Objective: Pediatric Veno-Arterial Extra Corporeal Membrane Oxygenation (VA ECMO) is a life saving technology associated with high mortality. A successful VA ECMO course requires attention to multiple aspects of patient care, including ECMO and patient parameters. Early, potentially modifiable, risk factors associated with patient mortality should be analyzed and adjusted for when assessing VA ECMO risk profiles. Method: Retrospective single center experience of pediatric patients requiring VA ECMO from January 2021 to October 2023. Laboratory and ECMO flow parameters were extracted from the patients record and analyzed. Risk factors were analyzed using a Cox proportion hazard regression Main Results: There were 45 patients studied. Overall survival was 51%. Upon uncorrected analysis there were no significant differences between the patients who survived and those who died.
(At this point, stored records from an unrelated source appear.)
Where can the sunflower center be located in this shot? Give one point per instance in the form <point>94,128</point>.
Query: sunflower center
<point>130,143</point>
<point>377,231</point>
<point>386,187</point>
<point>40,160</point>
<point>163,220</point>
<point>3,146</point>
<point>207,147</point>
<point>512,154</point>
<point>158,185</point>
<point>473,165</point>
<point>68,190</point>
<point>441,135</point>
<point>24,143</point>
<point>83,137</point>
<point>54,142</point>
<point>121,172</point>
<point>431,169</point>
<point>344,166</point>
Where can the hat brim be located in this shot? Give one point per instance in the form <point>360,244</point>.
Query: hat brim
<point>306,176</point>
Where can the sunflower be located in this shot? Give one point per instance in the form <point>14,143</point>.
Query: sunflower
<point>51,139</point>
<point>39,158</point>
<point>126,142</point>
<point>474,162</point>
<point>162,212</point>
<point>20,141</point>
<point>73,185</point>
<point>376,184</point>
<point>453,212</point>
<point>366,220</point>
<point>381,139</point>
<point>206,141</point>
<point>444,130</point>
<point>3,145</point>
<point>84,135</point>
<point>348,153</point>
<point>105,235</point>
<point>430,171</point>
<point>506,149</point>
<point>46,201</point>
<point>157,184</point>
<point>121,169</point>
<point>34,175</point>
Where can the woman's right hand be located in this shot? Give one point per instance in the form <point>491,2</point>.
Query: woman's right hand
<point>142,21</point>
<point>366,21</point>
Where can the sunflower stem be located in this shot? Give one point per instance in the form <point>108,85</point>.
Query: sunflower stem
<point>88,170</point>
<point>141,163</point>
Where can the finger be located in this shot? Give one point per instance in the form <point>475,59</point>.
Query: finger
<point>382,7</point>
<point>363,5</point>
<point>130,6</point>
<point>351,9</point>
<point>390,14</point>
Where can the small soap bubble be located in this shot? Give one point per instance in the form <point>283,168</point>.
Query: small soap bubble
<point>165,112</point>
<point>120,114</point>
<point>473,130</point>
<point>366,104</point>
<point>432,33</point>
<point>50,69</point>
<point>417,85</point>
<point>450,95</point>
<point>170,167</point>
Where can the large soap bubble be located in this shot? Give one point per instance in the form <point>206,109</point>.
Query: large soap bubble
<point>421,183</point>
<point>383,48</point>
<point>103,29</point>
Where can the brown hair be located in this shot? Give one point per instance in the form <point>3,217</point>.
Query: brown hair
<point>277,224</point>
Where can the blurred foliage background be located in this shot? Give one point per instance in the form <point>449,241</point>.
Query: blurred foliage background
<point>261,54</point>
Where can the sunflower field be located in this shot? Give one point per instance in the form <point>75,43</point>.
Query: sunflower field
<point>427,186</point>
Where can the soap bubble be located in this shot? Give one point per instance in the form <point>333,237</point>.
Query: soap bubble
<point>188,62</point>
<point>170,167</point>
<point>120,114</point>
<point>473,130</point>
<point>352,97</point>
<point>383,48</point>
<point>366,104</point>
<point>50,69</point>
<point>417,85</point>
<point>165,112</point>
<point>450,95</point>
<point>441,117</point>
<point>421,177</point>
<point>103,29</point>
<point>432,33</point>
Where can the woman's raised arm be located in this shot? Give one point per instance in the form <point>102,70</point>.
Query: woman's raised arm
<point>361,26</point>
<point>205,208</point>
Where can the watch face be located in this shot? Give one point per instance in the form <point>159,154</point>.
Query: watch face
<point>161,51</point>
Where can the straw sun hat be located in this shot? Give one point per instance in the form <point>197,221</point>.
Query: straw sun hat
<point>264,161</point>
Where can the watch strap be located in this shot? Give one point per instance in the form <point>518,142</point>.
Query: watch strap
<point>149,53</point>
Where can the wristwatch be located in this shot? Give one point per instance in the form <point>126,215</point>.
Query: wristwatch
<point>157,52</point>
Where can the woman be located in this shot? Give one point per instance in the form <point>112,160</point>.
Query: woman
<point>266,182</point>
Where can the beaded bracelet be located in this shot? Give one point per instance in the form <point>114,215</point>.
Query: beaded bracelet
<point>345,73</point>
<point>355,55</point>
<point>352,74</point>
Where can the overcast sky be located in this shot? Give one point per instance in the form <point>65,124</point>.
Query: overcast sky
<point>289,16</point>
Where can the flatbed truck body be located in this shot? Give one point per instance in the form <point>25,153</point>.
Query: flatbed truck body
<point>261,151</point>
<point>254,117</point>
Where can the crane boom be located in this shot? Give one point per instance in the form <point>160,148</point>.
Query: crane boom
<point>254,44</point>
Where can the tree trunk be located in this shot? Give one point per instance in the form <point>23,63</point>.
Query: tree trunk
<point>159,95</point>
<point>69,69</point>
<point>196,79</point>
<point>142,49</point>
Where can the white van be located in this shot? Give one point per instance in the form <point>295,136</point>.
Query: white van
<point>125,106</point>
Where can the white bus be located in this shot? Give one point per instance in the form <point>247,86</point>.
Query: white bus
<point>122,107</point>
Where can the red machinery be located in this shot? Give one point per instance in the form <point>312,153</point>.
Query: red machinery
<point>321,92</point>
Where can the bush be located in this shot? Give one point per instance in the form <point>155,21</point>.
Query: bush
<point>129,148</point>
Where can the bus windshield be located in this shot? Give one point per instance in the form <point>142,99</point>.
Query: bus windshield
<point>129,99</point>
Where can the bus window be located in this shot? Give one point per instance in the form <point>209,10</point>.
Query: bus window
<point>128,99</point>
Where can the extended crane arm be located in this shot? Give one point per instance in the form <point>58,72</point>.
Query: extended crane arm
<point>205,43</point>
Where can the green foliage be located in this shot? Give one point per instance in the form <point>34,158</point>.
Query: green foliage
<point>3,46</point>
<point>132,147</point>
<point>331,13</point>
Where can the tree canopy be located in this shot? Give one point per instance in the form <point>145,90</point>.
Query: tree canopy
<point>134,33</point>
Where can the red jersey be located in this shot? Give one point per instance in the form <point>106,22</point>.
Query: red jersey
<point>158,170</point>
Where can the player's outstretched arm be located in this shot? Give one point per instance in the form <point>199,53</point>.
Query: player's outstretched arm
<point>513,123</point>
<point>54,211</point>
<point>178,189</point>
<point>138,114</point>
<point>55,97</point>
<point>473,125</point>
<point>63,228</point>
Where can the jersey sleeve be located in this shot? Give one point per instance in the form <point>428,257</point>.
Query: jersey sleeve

Utilizing a Cox proportion hazard regression, platelet count, fibrinogen level and creatine level were significant risk factors within the first twenty-four hours of a patient?s ECMO course. Significance: Although we did not find a significant difference among ECMO flow parameters in this study, this work highlights that granular ECMO flow data can be incorporated to risk analysis profiles and potential modeling in pediatric VA ECMO. This study demonstrated, that when controlling for ECMO flow parameters, kidney dysfunction and clotting regulation remain key risk factors for pediatric VA ECMO mortality.

The authors have declared no competing interest.

Soojin Park is supported by the National Institutes of Health (1R01NS131606, 1R01NS129760). Murad Megjhani is supported by the America Heart Association (20Post35210653).

I confirm all relevant ethical guidelines have been followed, and any necessary IRB and/or ethics committee approvals have been obtained.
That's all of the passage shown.